High Blood Pressure in Pregnancy May Have Hormonal Culprit
WebMD News Archive
Oct. 27, 2000 (Washington) -- The cause of the dangerous rise in the blood pressure of pregnant women has long been a medical mystery. But researchers from Wake Forest University School of Medicine in Winston-Salem, North Carolina and another team from Santiago, Chile, have found what appears to be an important clue to the cause of the condition called preeclampsia.
It is not clear what brings on the episodes of high blood pressure, but preeclampsia tends to run in families and may have a genetic cause, say researchers.
About 6% of pregnant women in the U.S. develop preeclampsia. While the disease can be serious and sometimes fatal, it more commonly forces women to be admitted to the hospital for bedrest and monitoring. This helps their doctors determine the best time to deliver the baby, which is the only known cure for the disease.
Two different studies suggest that the hormone angiotensin-(1-7) may be critical in controlling this blood pressure, swelling, and protein in the urine that can develop during the last weeks of pregnancy. Normally, angiotensin-(1-7) operates as a dilator to keep blood vessels open. However, in women with preeclampsia, the hormone level goes down rather than up, as it does in women with normal pregnancies. That can result in narrowing of the blood vessels and a rise in blood pressure.
The Wake Forest study included 15 women with preeclampsia, 15 normal pregnant women, and 15 nonpregnant women. Studying blood samples, the researchers looked at several substances involved in regulating blood pressure including angiotensin-(1-7). Typically, all of them would be expected to increase during pregnancy. However, the patients with preeclampsia all had lower levels than the normal women.
Apparently this is the first time that angiotensin-(1-7) levels have been measured in pregnant women, according to the lead researcher K. Bridget Brosnihan, PhD, a professor at Wake Forest. She tells WebMD the finding may lead to new screening tests as well as treatment.

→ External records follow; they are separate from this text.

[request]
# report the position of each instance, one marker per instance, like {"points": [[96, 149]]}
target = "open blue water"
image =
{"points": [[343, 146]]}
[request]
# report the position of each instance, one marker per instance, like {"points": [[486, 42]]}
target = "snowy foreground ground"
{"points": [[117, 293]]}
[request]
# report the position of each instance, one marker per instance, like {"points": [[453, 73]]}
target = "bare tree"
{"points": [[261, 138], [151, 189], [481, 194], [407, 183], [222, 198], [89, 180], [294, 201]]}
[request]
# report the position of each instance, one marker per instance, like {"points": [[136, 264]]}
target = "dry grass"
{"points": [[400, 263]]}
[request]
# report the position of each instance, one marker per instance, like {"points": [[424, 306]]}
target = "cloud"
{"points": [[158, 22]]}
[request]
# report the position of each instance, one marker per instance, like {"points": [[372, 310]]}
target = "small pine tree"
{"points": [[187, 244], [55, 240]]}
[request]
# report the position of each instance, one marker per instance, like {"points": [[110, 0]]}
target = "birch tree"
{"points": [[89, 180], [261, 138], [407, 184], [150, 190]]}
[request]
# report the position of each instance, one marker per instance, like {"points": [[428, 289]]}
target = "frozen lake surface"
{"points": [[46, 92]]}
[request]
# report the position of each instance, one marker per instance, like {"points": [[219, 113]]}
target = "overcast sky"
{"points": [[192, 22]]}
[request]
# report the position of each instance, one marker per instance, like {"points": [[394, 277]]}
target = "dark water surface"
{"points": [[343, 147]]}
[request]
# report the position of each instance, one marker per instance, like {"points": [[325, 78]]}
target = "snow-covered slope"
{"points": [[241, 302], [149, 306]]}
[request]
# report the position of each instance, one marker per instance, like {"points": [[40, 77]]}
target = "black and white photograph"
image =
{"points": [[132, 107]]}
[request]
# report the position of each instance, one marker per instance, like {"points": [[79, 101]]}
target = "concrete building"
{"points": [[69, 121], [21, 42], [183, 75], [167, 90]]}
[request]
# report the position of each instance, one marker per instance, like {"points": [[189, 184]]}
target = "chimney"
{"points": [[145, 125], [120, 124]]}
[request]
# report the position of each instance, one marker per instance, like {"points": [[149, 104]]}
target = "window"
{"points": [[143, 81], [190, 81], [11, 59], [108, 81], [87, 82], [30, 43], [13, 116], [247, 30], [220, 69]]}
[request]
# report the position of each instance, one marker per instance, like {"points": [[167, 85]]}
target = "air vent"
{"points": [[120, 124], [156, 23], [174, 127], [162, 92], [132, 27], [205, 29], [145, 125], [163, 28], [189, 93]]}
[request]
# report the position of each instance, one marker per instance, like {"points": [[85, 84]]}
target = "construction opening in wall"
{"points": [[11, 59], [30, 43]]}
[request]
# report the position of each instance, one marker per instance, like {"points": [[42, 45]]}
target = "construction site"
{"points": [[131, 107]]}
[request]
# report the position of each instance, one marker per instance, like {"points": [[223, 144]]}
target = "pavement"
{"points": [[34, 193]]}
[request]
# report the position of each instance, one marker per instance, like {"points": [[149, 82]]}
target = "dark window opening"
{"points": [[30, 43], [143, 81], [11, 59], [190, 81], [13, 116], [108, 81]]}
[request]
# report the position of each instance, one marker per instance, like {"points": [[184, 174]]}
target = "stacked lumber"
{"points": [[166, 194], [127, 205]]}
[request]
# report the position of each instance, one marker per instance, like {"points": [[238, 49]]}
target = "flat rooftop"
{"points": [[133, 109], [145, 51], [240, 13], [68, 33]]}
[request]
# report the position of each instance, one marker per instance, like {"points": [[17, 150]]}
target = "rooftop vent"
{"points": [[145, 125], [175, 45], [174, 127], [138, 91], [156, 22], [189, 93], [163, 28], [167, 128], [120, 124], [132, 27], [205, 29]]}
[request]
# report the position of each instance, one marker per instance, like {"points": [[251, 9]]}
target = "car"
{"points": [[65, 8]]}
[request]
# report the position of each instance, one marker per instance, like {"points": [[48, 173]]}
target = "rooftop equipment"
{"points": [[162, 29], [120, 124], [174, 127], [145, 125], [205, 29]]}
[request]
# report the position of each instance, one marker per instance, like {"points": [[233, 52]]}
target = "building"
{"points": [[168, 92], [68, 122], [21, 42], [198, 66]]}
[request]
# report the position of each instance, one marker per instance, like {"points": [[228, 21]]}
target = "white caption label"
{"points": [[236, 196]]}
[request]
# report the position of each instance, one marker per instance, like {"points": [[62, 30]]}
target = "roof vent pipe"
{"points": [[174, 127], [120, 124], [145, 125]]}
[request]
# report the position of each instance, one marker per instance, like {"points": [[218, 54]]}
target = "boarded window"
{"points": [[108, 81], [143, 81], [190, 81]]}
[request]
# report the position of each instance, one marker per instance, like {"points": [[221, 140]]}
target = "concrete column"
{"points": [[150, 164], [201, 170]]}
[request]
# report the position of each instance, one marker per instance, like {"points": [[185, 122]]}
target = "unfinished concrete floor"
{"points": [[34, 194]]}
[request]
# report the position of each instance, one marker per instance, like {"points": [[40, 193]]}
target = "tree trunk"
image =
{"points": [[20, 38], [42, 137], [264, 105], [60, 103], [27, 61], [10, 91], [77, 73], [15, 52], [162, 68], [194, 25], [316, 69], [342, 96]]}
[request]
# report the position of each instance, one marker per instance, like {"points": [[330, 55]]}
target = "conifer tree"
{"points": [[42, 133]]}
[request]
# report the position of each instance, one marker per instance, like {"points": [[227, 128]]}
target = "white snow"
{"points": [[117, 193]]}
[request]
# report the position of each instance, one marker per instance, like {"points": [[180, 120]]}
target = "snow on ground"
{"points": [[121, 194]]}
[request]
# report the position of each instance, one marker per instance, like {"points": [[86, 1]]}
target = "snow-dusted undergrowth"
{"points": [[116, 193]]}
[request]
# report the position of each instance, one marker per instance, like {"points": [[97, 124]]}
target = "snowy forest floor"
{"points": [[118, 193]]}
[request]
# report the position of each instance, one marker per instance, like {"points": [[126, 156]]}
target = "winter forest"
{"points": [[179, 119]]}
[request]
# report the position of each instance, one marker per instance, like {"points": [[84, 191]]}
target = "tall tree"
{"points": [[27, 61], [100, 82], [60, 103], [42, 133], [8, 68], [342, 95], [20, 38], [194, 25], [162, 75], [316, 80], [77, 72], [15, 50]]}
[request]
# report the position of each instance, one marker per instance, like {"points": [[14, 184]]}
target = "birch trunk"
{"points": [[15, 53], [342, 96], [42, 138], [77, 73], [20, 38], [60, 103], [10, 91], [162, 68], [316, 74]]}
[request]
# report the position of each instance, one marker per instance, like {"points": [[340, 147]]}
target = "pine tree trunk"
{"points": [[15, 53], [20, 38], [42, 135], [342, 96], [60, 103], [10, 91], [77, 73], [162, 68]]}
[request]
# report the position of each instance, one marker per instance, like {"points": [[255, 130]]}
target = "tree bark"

While this is a small study, Brosnihan says she is hoping to hear soon from the NIH about a possible larger project. The idea would be to get a relatively large group of pregnant women and follow them throughout pregnancy, as opposed to measuring "one point in time."
Brosnihan also says it might be possible to use the angiotensin-(1-7) as a treatment if it appeared the level of the hormone was dropping rapidly. In a drug form, it is not likely the hormone would have serious side effects, says Brosnihan.
Meanwhile, the Chilean research at Pontificia Universidad Catolica School of Medicine looked at the levels of angiotensin-(1-7) in the urine of two groups of women. They noted a rise in angiotensin-(1-7) starting at 12-13 weeks of pregnancy and reaching peak levels reached around 33-35 weeks. "The levels in the urine are phenomenal, and they increase over the whole course of pregnancy, reaching levels that are 35- to 40-fold higher than the nonpregnant women," says Brosnihan.
She says that is "substantial evidence" that having the hormone in abundant amounts can keep blood pressure in check.
The findings were presented this week at a meeting on high blood pressure research sponsored by the American Heart Association.